A group called “Ansar al-Sunna Brigades” claimed responsibility for the attack and said it would continue its actions of “slitting the throats” of members of religious minorities, particularly Alawites and Shiites.
In the town of Maraba, some five kilometres north of the capital, the body of scientist Hassan Ibrahim was found on Sunday, five days after he was kidnapped.
The victim, a native of the province of Tartous, had been invited by the new authorities to continue his work at the Barzeh Scientific Research Centre and was abducted by armed hooded men after leaving the facility.
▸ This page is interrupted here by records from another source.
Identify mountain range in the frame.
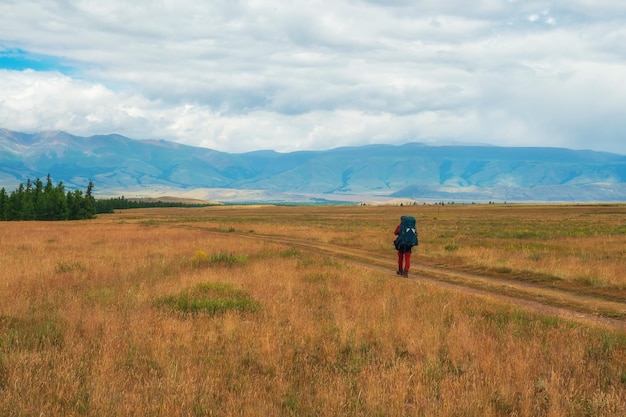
[0,129,626,202]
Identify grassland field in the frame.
[0,204,626,417]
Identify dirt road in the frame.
[182,225,626,331]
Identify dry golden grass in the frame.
[0,206,626,416]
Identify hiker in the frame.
[393,216,418,277]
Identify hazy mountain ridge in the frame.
[0,130,626,202]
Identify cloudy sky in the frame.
[0,0,626,154]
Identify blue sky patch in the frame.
[0,49,74,74]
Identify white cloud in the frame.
[0,0,626,154]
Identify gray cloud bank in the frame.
[0,0,626,154]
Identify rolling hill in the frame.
[0,129,626,202]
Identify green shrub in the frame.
[155,283,260,315]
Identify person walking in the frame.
[393,216,418,277]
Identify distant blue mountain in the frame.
[0,130,626,202]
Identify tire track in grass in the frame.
[177,225,626,330]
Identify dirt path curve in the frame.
[179,225,626,331]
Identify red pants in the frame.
[398,251,411,271]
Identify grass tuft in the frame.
[154,283,260,316]
[192,250,248,267]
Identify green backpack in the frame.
[393,216,418,249]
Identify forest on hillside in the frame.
[0,174,96,221]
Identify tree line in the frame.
[0,174,96,221]
[96,196,210,214]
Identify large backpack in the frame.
[393,216,418,249]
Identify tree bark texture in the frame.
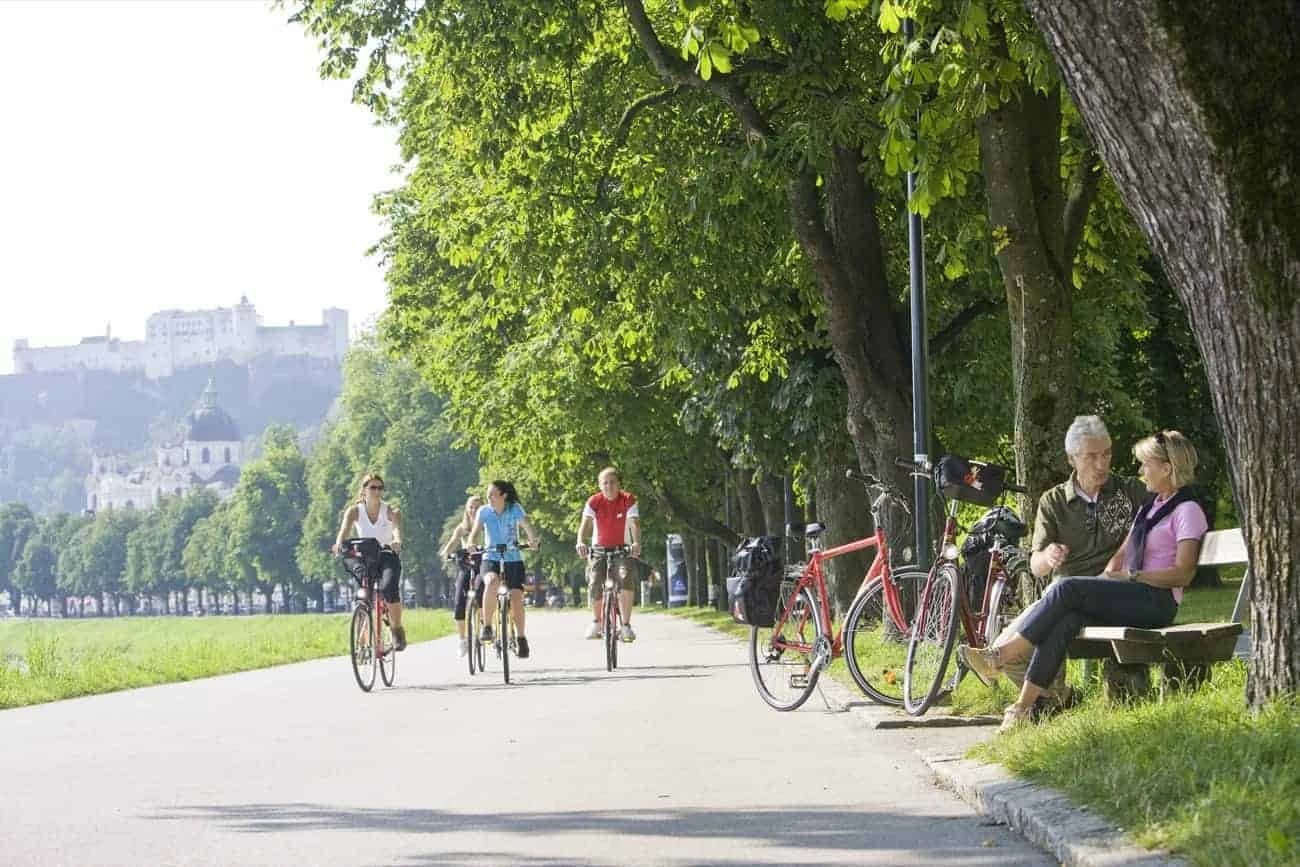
[623,0,911,484]
[1028,0,1300,706]
[980,67,1096,521]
Last Thursday, at least 10 people from the Alawite minority were killed by an Islamist gang in the town of Arzeh, in the north of the same Hama governorate, some 250 kilometres north of the capital.
Local activists quoted by the Syrian Network for Human Rights condemned the massacre, saying the victims were executed in cold blood by extremists who stormed the village at night, forcing civilians out of their homes and then killing them with individual silenced weapons before fleeing to an unknown destination.
According to human rights groups, the number of sectarian reprisals and killings since the beginning of 2025 has reached 105 in several Syrian governorates, leaving a death toll of 228 people, including five women and one child.
Most of these violations took place in the provinces of Homs and Hama, with 97 and 63 deaths respectively, while 25 deaths were confirmed in the coastal governorates of Tartus and Latakia.